If you have NOTHING to be passionate about, I'd say your drive is fear... fear of going hungry, fear of pain, or fear of the unknown quantities of dying.

AimusSage
03-04-2010, 09:09 PM
I have nothing that drives me forward personally, I just drift along with the flow. Neither happy or sad. However observations suggest that most people are driven by either fear or passion as Katy pointed out.

Mostly it is a combination. Genetically humans have only one purpose in life, and that is to survive long enough to produce offspring and make sure the offspring is able to survive on its own. This purpose is programmed into our genetics, but it really is just a minor purpose, when you really think about it, the universe is wonderfully without a purpose we can ever know, there might be a purpose, but we can never know it. As such, most people are driven by a limited view of the universe, and thus self interest is primary in what drives them, coming back to the genetics, in some cases altruism is preferable, but we are always slaves to our evolution. Civilization is a flimsy layer, that if taken away, wouldn't make much difference in what we do, merely in how we do it.

Scheherazade85
03-07-2010, 01:58 AM
Whether humans are driven or not driven, life goes on. Can't do anything about it. Say you can, it still goes on. Even without us thinking about it.

anzki4
03-07-2010, 06:44 AM
I recently read a book concerning this(also).
Try Mark Twain: What Is Man?

eric.bell
03-07-2010, 07:33 PM
Whether humans are driven or not driven, life goes on. Can't do anything about it. Say you can, it still goes on. Even without us thinking about it.

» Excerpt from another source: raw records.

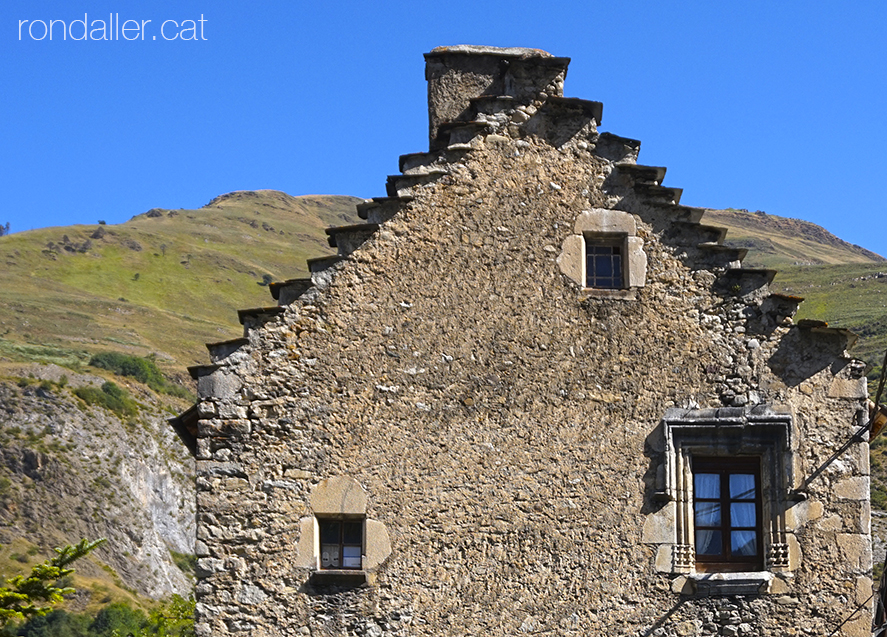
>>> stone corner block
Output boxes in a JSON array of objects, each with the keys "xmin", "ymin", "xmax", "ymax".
[
  {"xmin": 311, "ymin": 476, "xmax": 367, "ymax": 516},
  {"xmin": 363, "ymin": 520, "xmax": 391, "ymax": 570}
]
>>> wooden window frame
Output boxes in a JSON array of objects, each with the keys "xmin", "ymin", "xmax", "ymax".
[
  {"xmin": 317, "ymin": 518, "xmax": 366, "ymax": 571},
  {"xmin": 583, "ymin": 233, "xmax": 628, "ymax": 290},
  {"xmin": 692, "ymin": 456, "xmax": 764, "ymax": 572}
]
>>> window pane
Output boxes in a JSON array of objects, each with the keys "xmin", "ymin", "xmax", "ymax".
[
  {"xmin": 696, "ymin": 530, "xmax": 721, "ymax": 555},
  {"xmin": 342, "ymin": 522, "xmax": 363, "ymax": 544},
  {"xmin": 694, "ymin": 502, "xmax": 721, "ymax": 526},
  {"xmin": 730, "ymin": 531, "xmax": 758, "ymax": 555},
  {"xmin": 594, "ymin": 256, "xmax": 613, "ymax": 278},
  {"xmin": 730, "ymin": 473, "xmax": 755, "ymax": 500},
  {"xmin": 342, "ymin": 546, "xmax": 360, "ymax": 568},
  {"xmin": 320, "ymin": 520, "xmax": 341, "ymax": 544},
  {"xmin": 320, "ymin": 544, "xmax": 339, "ymax": 568},
  {"xmin": 730, "ymin": 502, "xmax": 758, "ymax": 527},
  {"xmin": 693, "ymin": 473, "xmax": 721, "ymax": 499}
]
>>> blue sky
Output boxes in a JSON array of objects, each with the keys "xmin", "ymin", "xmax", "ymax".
[{"xmin": 0, "ymin": 0, "xmax": 887, "ymax": 255}]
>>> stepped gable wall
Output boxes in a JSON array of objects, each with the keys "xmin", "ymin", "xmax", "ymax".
[{"xmin": 186, "ymin": 47, "xmax": 871, "ymax": 636}]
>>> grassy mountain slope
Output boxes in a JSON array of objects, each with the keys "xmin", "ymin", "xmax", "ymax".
[
  {"xmin": 704, "ymin": 208, "xmax": 884, "ymax": 270},
  {"xmin": 704, "ymin": 209, "xmax": 887, "ymax": 364},
  {"xmin": 0, "ymin": 191, "xmax": 360, "ymax": 370}
]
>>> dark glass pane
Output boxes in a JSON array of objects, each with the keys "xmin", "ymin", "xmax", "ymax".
[
  {"xmin": 342, "ymin": 522, "xmax": 363, "ymax": 544},
  {"xmin": 730, "ymin": 502, "xmax": 758, "ymax": 527},
  {"xmin": 694, "ymin": 502, "xmax": 721, "ymax": 526},
  {"xmin": 696, "ymin": 530, "xmax": 721, "ymax": 555},
  {"xmin": 730, "ymin": 531, "xmax": 758, "ymax": 555},
  {"xmin": 594, "ymin": 256, "xmax": 613, "ymax": 278},
  {"xmin": 320, "ymin": 521, "xmax": 341, "ymax": 544},
  {"xmin": 320, "ymin": 544, "xmax": 340, "ymax": 568},
  {"xmin": 342, "ymin": 546, "xmax": 361, "ymax": 568},
  {"xmin": 693, "ymin": 473, "xmax": 721, "ymax": 499},
  {"xmin": 730, "ymin": 473, "xmax": 755, "ymax": 500}
]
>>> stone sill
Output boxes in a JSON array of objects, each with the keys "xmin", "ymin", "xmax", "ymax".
[
  {"xmin": 582, "ymin": 288, "xmax": 638, "ymax": 301},
  {"xmin": 675, "ymin": 571, "xmax": 775, "ymax": 597},
  {"xmin": 310, "ymin": 569, "xmax": 368, "ymax": 587}
]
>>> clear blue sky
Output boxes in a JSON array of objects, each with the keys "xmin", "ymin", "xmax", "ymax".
[{"xmin": 0, "ymin": 0, "xmax": 887, "ymax": 255}]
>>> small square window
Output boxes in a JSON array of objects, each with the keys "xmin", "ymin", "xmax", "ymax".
[
  {"xmin": 585, "ymin": 237, "xmax": 625, "ymax": 290},
  {"xmin": 317, "ymin": 520, "xmax": 363, "ymax": 570}
]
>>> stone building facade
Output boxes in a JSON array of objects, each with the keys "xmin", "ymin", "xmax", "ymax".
[{"xmin": 174, "ymin": 47, "xmax": 872, "ymax": 636}]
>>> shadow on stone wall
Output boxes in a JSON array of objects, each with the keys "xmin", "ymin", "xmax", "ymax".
[{"xmin": 767, "ymin": 327, "xmax": 847, "ymax": 387}]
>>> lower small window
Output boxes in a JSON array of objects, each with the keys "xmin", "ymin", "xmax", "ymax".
[
  {"xmin": 317, "ymin": 520, "xmax": 363, "ymax": 570},
  {"xmin": 585, "ymin": 237, "xmax": 625, "ymax": 290},
  {"xmin": 692, "ymin": 457, "xmax": 764, "ymax": 571}
]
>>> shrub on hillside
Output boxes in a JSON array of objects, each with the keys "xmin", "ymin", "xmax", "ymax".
[
  {"xmin": 89, "ymin": 352, "xmax": 191, "ymax": 398},
  {"xmin": 74, "ymin": 381, "xmax": 139, "ymax": 418}
]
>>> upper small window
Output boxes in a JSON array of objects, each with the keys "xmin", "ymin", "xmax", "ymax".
[
  {"xmin": 692, "ymin": 457, "xmax": 764, "ymax": 571},
  {"xmin": 317, "ymin": 520, "xmax": 363, "ymax": 570},
  {"xmin": 557, "ymin": 208, "xmax": 647, "ymax": 300},
  {"xmin": 585, "ymin": 237, "xmax": 625, "ymax": 290}
]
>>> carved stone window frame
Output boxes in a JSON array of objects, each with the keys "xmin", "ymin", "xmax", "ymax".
[
  {"xmin": 655, "ymin": 406, "xmax": 800, "ymax": 595},
  {"xmin": 295, "ymin": 476, "xmax": 391, "ymax": 585},
  {"xmin": 557, "ymin": 208, "xmax": 647, "ymax": 300}
]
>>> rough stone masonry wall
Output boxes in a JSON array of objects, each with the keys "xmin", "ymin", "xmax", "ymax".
[{"xmin": 189, "ymin": 47, "xmax": 871, "ymax": 636}]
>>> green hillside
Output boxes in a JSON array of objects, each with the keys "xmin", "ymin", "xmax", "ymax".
[
  {"xmin": 704, "ymin": 209, "xmax": 887, "ymax": 364},
  {"xmin": 0, "ymin": 191, "xmax": 360, "ymax": 371}
]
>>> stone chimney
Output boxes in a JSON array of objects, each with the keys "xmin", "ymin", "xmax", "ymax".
[{"xmin": 425, "ymin": 45, "xmax": 570, "ymax": 147}]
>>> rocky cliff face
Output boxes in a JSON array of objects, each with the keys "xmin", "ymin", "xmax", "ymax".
[{"xmin": 0, "ymin": 365, "xmax": 194, "ymax": 598}]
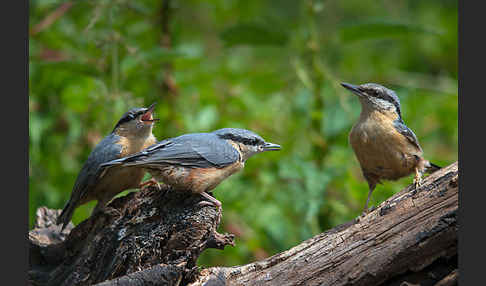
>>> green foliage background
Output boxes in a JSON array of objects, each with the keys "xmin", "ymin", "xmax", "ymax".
[{"xmin": 29, "ymin": 0, "xmax": 458, "ymax": 266}]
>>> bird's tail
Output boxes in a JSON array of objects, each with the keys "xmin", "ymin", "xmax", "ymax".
[
  {"xmin": 56, "ymin": 199, "xmax": 76, "ymax": 230},
  {"xmin": 425, "ymin": 162, "xmax": 442, "ymax": 174}
]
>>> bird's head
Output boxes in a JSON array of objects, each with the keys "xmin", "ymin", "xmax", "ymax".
[
  {"xmin": 212, "ymin": 128, "xmax": 280, "ymax": 161},
  {"xmin": 341, "ymin": 82, "xmax": 401, "ymax": 118},
  {"xmin": 112, "ymin": 103, "xmax": 159, "ymax": 137}
]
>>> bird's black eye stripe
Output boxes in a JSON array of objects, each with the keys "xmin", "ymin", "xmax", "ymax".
[{"xmin": 219, "ymin": 134, "xmax": 263, "ymax": 145}]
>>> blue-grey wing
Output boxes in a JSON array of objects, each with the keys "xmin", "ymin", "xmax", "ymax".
[
  {"xmin": 393, "ymin": 120, "xmax": 422, "ymax": 151},
  {"xmin": 72, "ymin": 134, "xmax": 122, "ymax": 198},
  {"xmin": 105, "ymin": 133, "xmax": 240, "ymax": 168}
]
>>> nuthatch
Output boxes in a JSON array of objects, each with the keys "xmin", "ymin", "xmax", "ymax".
[
  {"xmin": 341, "ymin": 83, "xmax": 440, "ymax": 213},
  {"xmin": 102, "ymin": 128, "xmax": 280, "ymax": 208},
  {"xmin": 57, "ymin": 103, "xmax": 158, "ymax": 229}
]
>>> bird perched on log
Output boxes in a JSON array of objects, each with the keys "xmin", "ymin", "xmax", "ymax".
[
  {"xmin": 57, "ymin": 103, "xmax": 158, "ymax": 229},
  {"xmin": 341, "ymin": 83, "xmax": 440, "ymax": 214},
  {"xmin": 102, "ymin": 128, "xmax": 280, "ymax": 208}
]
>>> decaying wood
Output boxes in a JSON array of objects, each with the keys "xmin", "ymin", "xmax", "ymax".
[
  {"xmin": 191, "ymin": 162, "xmax": 458, "ymax": 286},
  {"xmin": 29, "ymin": 187, "xmax": 234, "ymax": 285},
  {"xmin": 29, "ymin": 162, "xmax": 458, "ymax": 286}
]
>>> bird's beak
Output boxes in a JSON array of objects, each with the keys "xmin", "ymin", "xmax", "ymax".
[
  {"xmin": 341, "ymin": 82, "xmax": 364, "ymax": 96},
  {"xmin": 141, "ymin": 102, "xmax": 159, "ymax": 122},
  {"xmin": 263, "ymin": 142, "xmax": 280, "ymax": 151}
]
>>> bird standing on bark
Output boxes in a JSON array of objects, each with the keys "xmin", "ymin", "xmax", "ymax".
[
  {"xmin": 341, "ymin": 83, "xmax": 440, "ymax": 214},
  {"xmin": 57, "ymin": 103, "xmax": 158, "ymax": 229},
  {"xmin": 102, "ymin": 128, "xmax": 280, "ymax": 208}
]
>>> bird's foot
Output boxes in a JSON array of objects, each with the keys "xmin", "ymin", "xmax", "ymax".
[
  {"xmin": 99, "ymin": 206, "xmax": 123, "ymax": 217},
  {"xmin": 197, "ymin": 192, "xmax": 223, "ymax": 225},
  {"xmin": 413, "ymin": 177, "xmax": 422, "ymax": 191},
  {"xmin": 355, "ymin": 206, "xmax": 376, "ymax": 222},
  {"xmin": 138, "ymin": 178, "xmax": 162, "ymax": 191}
]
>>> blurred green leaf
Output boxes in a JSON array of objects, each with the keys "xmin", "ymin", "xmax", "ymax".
[
  {"xmin": 339, "ymin": 19, "xmax": 442, "ymax": 42},
  {"xmin": 221, "ymin": 23, "xmax": 287, "ymax": 47}
]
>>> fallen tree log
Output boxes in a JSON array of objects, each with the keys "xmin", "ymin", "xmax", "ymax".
[{"xmin": 29, "ymin": 162, "xmax": 459, "ymax": 286}]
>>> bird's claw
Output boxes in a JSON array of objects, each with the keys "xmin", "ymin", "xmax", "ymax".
[{"xmin": 138, "ymin": 178, "xmax": 162, "ymax": 191}]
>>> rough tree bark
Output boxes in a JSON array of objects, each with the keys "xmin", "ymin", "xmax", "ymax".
[{"xmin": 29, "ymin": 162, "xmax": 458, "ymax": 286}]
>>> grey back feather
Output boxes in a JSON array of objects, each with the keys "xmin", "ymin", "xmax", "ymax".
[
  {"xmin": 72, "ymin": 133, "xmax": 122, "ymax": 199},
  {"xmin": 103, "ymin": 133, "xmax": 240, "ymax": 168},
  {"xmin": 393, "ymin": 118, "xmax": 422, "ymax": 151}
]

No, life does not go on without drive. If I lost my drive (whatever that drive may be), I would die, because I would stop doing and, when one stops doing, one cannot survive. If the men and women who grow the food in the world lost their drive there would be mass starvation. If everyone lost their drive, the world as we know it would end. If our solar system's star, the sun, lost its drive, as it slowly is doing (for drive is elemental--what drives us is chemical), we would all perish. Life does not just go on without drive.

Scheherazade85
03-08-2010, 12:58 AM
Maybe we are on the same page, maybe not. Drive is but a state of mind. In many places of the world, starvation at its worst already exists, in which a person lives with the total opposite of being driven but still continues to live because they have no choice. Survival is an instinct one cannot defy simply because it is against his nature. In a nutshell, a person's survival does not necessarily represent drive.

eric.bell
03-08-2010, 03:08 AM
Survival is an instinct one cannot defy simply because it is against his nature. In a nutshell, a person's survival does not necessarily represent drive.

You misunderstand what I mean when I say 'drive'; or at least it would appear so. I guess, maybe I should have asked "what makes up that which drives humans, or, what is it that causes this 'drive' in creatures". Those 'survival instincts' you speak of are 'drives'. A body cannot exist, in any conscious since, when it has no drive: it simply dies, shuts down. (note: drive is not simply motivation; it is that fundamental thing within a being that makes them keep moving. And my question is what is this thing, this drive?) Until one's death, there can be no separation from what drives us, because (essentially, I believe) it may be that it (the drive) is us (our very being).